Décembre, “mis du”, le mois noir en breton : il est à peine 19h et déjà la nuit gagne le vallon. Dehors la pluie bat les carreaux et le vent souffle sa colère. Un grand feu dans la cheminée, chacun vaque à ses occupations, l’un perdu dans son roman, l’autre déchiffrant une carte IGN, les derniers tapant le carton en une furieuse partie de tarot.
Posée au bord de l’âtre, une grande écuelle remplie d’une pate lisse et fluide : nos invités ont programmé une soirée crêpes. La pate, savant mélange de farine de froment et de sarrasin s’est enrichie de quelques oeufs de la basse cour, d’une bolée de sucre blanc et d’une cuillèrée de miel, le tout allongé à parts égales d’eau et de lait, et pour l’instant, profitant de la chaleur du foyer, la pate laisse s’opérer cette fermentation naturelle, garante d’un lissé parfait sur le billig . 
Le billig, plaque de fonte réservée traditionnellement à la cuisson des crêpes, galettes et autres kouigns, est dans le gîte un modèle électrique de marque Krampouz. Equipé d’un thermostat et d’un étaleur breveté , il met les bonnes crêpes à la portée de tous, ce qui ne vous empêchera pas, juste pour le fun, de vous essayer à l’utilisation du rozell et du spanell, les deux instruments traditionnels du crépier.
Déjà l’andouille, l’oeuf, le jambon et la fondue de tomates s’apprêtent à garnir les belles dorées, et le cidre doux fait jouer ses chapelets de bulles dans les bolées de porcelaine.

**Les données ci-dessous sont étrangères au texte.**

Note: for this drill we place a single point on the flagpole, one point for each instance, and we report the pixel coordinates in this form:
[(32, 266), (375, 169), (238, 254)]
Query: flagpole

Mais avant de passer à table, une petite leçon d’histoire empruntée au très documenté site de Jean Michel Pancrace “Yann Ar Dall.com” :
Bien que les historiens et chercheurs aient démontré l’usage alimentaire des céréales et graminées en Bretagne quelques 7000 ans avant JC, c’est au retour des croisades, que le blé noir ou blé rouge dit bucail, riche en amidon mais ô combien modeste, sera introduit en France et appelé sarrasin.
Sa plantation se développe avec le déboisement, et les habitants du Centre Bretagne (l’Argoat) pratiquant la polyculture de subsistance à base de seigle, d’avoine et du sarrasin, prennent l’habitude de le substituer au froment pour leur consommation quotidienne.
En 1490, la duchesse Anne réalise son “Tour de Bretagne” (Tro Breizh) pour mieux connaître et aider ses sujets.
Elle est contrainte avec sa suite, de s’abriter de l’orage chez un pauvre bûcheron Pierre Le Faout. dans la région de Gourin, au coeur de la forêt de Convaux. La fille de celui-ci Anne, prépare le repas et ajoute différents ingrédients à la pâte de farine de blé noir.
Elle crée ainsi les premières crêpes; qui bientôt seront célèbres.
L’un des pages, Pierre de Kerdévot, sous le charme, demandera un an plus tard à sa duchesse (devenue Reine de France par son mariage en 1491 avec CharlesVIII), la permission d’épouser la jeune fille rencontrée dans la cabane.
Anne la pauvre devint comtesse de Kergalen.
Le fils né de cette union Yves de Kerdévot, introduisit l’usage de la crêpe à la cour du Roi François Ier, réputé grand épicurien et fabuleux mécène et Gorin (devenue depuis Gourin) prit ainsi son titre de “ville”.
Depuis cette histoire véridique, il y a 519 ans, la crêpe bretonne a gagné ses lettres de noblesse, et depuis le Traité d’Union avec la France (1532) s’est découvert une nation de fins connaisseurs.
Bien belle histoire, et si d’aventure vous nous faisiez un jour l’honneur de séjourner au Repaire des Pêcheurs, peut être vous laisseriez vous tenter par la “krampouz dour mod Gorin”, la “crêpe à l’eau” de Haute Cornoauille, celle que servait jadis ma grand mère Joséphine Hervé les jours de marché dans sa crêperie-alimentation de la place de l’église.